To demonstrate the problematic contemporaneity of “East” and “West” in the processes of knowledge production and circulation, June Wang and Xu Zhang examine plural histories and spatialities of transnational education mobility and the West-East traffic of concepts and ideas in the context of the rapidly neoliberalizing East-Asian academe and urban development. Like other contributors, they also note the prevalence of the asymmetric power relations between the allegedly advanced West and a China lagging behind and the difficulties of making both Chinese scholarship and Chinese cities globally relevant. They note that both academics and urban authorities are continuously being put under more pressure to generate high‐quality publications in the case of the academe and high-quality urban projects in the case of cities to place themselves on the highly competitive world map. This pressure to publish and build has led many to “cheat the system”, that is to imitate what is already available, thus the enormous outburst of “grabbism” and shanzhai (山寨, fake), the Chinese term for copying and faking. The authors wittily problematize the stereotypical views on the ubiquitous Chinese fake by showing that socially, politically and economically shanzhai is the multilayered hybrid marked, among many things, by the creation of alternatives to the current world order of originality where all originals, whether these are cities or concepts, are concentrated in the West while bleak but numerous copies, or indeed fakes, emerge elsewhere.

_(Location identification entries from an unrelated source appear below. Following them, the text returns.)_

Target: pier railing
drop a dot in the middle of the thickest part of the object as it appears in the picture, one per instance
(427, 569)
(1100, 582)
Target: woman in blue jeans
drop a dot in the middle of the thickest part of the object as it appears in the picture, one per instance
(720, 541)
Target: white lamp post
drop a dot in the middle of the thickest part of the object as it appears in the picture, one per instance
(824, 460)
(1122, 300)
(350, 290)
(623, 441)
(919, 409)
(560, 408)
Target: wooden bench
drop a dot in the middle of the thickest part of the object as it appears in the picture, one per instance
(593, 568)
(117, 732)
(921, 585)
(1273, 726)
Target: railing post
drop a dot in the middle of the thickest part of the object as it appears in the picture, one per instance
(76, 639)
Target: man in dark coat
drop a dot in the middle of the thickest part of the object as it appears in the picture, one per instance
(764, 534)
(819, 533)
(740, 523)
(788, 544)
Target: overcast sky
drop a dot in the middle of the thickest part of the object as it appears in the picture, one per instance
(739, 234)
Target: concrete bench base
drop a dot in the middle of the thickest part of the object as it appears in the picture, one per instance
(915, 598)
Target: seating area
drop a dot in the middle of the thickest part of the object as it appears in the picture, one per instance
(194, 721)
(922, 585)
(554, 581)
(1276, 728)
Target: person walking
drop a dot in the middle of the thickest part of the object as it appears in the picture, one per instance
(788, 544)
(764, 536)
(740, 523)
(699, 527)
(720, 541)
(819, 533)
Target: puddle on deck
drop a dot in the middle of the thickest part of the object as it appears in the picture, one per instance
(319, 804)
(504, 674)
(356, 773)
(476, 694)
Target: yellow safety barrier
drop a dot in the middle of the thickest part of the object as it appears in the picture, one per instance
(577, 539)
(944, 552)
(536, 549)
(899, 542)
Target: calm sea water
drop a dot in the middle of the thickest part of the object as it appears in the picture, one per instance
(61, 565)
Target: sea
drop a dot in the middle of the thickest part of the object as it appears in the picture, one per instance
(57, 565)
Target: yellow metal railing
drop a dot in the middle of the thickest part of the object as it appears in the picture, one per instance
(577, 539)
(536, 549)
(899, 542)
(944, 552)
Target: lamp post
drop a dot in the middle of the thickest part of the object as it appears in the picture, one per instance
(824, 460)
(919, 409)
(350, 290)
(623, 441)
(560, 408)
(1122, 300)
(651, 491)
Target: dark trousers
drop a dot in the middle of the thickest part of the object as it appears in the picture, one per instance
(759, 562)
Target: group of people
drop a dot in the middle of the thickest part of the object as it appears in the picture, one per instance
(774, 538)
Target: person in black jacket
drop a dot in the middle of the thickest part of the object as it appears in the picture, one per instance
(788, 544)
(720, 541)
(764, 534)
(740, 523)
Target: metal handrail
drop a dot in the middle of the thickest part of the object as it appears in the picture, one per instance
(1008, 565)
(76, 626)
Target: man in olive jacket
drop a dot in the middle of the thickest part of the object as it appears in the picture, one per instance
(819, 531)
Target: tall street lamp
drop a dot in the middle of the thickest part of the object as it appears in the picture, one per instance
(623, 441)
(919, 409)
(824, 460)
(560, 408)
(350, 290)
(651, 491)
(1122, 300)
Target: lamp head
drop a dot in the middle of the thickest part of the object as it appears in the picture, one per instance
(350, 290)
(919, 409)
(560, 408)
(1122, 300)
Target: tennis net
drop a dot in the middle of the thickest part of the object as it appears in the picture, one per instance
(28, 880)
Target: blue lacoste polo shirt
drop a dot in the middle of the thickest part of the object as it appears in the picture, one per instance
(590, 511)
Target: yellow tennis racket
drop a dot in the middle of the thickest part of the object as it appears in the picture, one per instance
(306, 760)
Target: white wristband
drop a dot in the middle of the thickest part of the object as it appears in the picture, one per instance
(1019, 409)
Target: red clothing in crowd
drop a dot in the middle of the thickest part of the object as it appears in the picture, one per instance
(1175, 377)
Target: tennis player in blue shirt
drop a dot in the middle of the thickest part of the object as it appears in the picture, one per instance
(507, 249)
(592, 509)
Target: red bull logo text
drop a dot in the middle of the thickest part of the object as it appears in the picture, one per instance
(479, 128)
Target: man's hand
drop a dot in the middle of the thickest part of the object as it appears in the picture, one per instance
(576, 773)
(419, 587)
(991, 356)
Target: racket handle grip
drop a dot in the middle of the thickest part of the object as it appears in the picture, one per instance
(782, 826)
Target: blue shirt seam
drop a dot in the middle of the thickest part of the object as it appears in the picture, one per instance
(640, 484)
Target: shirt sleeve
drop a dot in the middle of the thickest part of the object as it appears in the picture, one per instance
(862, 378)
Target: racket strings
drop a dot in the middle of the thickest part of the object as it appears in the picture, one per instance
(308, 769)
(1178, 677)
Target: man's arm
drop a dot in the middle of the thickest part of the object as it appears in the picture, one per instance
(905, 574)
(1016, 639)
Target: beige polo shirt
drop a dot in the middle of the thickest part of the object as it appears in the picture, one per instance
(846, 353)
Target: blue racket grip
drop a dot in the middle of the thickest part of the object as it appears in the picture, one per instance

The processes of socialist and post-socialist urbanization are often assessed normatively and one of the ways to characterize them is to use the tropes of completeness/incompleteness and over- and under-urbanization. Mikhail Ilchenko examines the ways in which specific layers of the socialist past enjoy an increased interest in a number of locations in the post-socialist Global East. He focuses on modernist architecture in Eastern Europe and different meanings this heritage has for various countries and cities. As this architecture becomes the object of aestheticization and, more generally, part of urban strategies of place-making and branding, the original ideas of social experimentation and the fundamental cultural transformations associated with this architecture are at stake. The controversial dialogue of cities with modernist heritage with the close, socialist past is informed by the grander historical narratives about the construction of socialism and the making of a new citizen. Comparing the results of fieldwork conducted in Zlín (Czech Rep.), Gdynia and Katowice with the debates around the “socialist cities” (sotsgorod) – experimental territories of mass urban development built in the 1920 s and 1930 s near large-scale industrial plants – Ilchenko shows the empowering, enabling potential of the modernist heritage: it helps local activists to build historical identity and to claim that the cities in this part of the world have a full-fledged and original history. It is not by chance that the new discourse on modernist architecture in Central and Eastern European includes ideas of independence, freedom, modernization and cultural identity.

This special issue speaks back at global urban theory, but it also speaks with and to global urban theory. The articles seek not only to critique the means by which particular Northern arguments become normative, perceived as universal and “global”, but contribute fresh insights stemming from the urban contexts the authors reflect on and sometimes even create in their respective countries. This is an emerging conversation to which we invite others to join. If the Global Easts are to make any difference, they need to become a collective endeavor between multiple Easts – of all those currently not represented or misrepresented in the coordinates of urban theory. The concept of the Global Easts means to create such a collective endeavor that emphasizes both difference and connectedness. The point is not to work toward an Eastern urbanism, whatever that may be, but toward a global urbanism that is more than northern and that deserves its name.

Disclosure statement

No potential conflict of interest was reported by the authors.